When I started reading that hefty volume Selected Letters of Philip Larkin, 1940-1985, I thought I'd just skim it for a while then put it aside to dip into later – but it turned out to be strangely compelling reading, and increasingly so the more I read. So I ended up reading most of the letters, skipping only the contractual wrangles and jazz obsessives' in-talk – and I enjoyed the experience so much that I was sorry when, last night, I reached the final page.
Larkin's heroic grumbling continues to the last, along with his comically dystopian take on the way the country is going, and of course the jokes, the crudities and the gloriously scathing judgment of certain other writers, some of whom he adored in his youth (notably Dylan Thomas). That garden and that lawn continue to be a regular source of misery and woe, but Larkin treats his more real miseries and woes – his fast failing health and its attendant horrors, along with Monica's* medical problems – with commendable stoicism. The last letter in the volume is to his old friend Kingsley Amis, and, in its understated way, it makes sad reading, not least because Larkin has had to dictate it onto tape for his secretary to type. The closing paragraph reads:
'Well, the tape draws to an end; think of me packing up my pyjamas and shaving things for today's ordeal [more hospital tests], and hope all goes well. I really feel this year has been more than I deserve; I suppose it's all come at once, instead of being spread out as with most people.

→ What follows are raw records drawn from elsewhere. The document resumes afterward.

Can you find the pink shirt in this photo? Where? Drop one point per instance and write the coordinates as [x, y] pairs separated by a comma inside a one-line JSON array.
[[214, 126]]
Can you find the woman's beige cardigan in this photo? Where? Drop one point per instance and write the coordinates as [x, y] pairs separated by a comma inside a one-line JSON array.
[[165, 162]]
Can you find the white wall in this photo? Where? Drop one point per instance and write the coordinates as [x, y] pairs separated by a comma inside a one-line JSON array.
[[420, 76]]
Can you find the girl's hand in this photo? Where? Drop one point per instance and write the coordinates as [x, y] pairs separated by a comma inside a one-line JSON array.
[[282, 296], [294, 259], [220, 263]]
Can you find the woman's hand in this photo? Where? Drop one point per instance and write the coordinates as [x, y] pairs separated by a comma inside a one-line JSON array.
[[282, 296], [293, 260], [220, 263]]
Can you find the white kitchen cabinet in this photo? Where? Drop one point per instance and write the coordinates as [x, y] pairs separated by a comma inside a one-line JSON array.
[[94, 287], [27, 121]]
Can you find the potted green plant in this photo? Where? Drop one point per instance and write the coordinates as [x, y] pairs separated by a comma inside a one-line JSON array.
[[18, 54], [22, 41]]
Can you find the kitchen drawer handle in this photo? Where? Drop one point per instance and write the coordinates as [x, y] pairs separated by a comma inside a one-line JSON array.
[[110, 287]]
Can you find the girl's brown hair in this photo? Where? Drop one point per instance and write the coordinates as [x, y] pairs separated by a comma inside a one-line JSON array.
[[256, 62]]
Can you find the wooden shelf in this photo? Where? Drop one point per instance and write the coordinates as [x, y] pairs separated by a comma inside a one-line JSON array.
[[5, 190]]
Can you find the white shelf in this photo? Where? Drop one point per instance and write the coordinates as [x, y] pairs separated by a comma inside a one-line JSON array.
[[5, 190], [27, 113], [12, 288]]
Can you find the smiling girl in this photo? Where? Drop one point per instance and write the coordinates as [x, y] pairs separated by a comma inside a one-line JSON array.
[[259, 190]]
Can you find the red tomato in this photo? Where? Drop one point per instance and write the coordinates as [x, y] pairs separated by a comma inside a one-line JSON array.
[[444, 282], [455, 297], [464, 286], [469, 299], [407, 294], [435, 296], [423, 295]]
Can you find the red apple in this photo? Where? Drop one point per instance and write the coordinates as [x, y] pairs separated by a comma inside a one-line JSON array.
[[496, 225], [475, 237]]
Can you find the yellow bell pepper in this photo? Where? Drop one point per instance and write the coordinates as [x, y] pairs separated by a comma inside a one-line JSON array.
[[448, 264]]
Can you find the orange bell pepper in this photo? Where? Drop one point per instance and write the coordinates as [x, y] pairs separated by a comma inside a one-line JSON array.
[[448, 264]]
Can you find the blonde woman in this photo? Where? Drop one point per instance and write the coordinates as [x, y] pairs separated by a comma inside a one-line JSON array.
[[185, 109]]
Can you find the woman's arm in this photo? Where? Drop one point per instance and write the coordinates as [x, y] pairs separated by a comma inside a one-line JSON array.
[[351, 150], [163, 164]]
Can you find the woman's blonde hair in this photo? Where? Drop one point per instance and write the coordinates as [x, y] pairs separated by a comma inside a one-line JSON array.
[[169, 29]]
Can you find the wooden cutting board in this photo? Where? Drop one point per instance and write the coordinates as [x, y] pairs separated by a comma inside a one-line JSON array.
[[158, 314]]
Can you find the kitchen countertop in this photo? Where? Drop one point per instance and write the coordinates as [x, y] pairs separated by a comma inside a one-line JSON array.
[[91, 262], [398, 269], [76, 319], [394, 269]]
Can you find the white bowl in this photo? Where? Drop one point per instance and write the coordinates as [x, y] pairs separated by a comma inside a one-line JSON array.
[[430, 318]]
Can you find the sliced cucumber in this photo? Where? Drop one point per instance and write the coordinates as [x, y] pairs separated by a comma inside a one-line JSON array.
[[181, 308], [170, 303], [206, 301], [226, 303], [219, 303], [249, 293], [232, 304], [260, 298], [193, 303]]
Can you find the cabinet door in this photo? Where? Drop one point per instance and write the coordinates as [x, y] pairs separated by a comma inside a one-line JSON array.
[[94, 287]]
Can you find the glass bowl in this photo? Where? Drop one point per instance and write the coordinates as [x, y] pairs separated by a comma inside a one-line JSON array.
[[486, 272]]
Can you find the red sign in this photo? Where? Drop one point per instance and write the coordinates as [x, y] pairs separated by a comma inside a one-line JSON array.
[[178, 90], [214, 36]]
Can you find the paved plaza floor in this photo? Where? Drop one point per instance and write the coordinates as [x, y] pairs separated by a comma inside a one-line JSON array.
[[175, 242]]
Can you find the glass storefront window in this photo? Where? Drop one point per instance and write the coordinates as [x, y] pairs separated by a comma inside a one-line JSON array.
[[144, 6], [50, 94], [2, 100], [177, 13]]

You will excuse the absence of the usual valediction,
Yours ever,
Philip.'
The 'usual valediction' in letters to Amis was the word 'bum', appended to some completely irrelevant sentence, e.g.
'Mrs Thatcher must reconsider her
bum,
Philip.'
Eleven days after writing his last letter to Amis, Larkin was dead.
* Monica Jones, who was by this stage living with him, and who outlived him by many years. She seems never to have got over Larkin's death.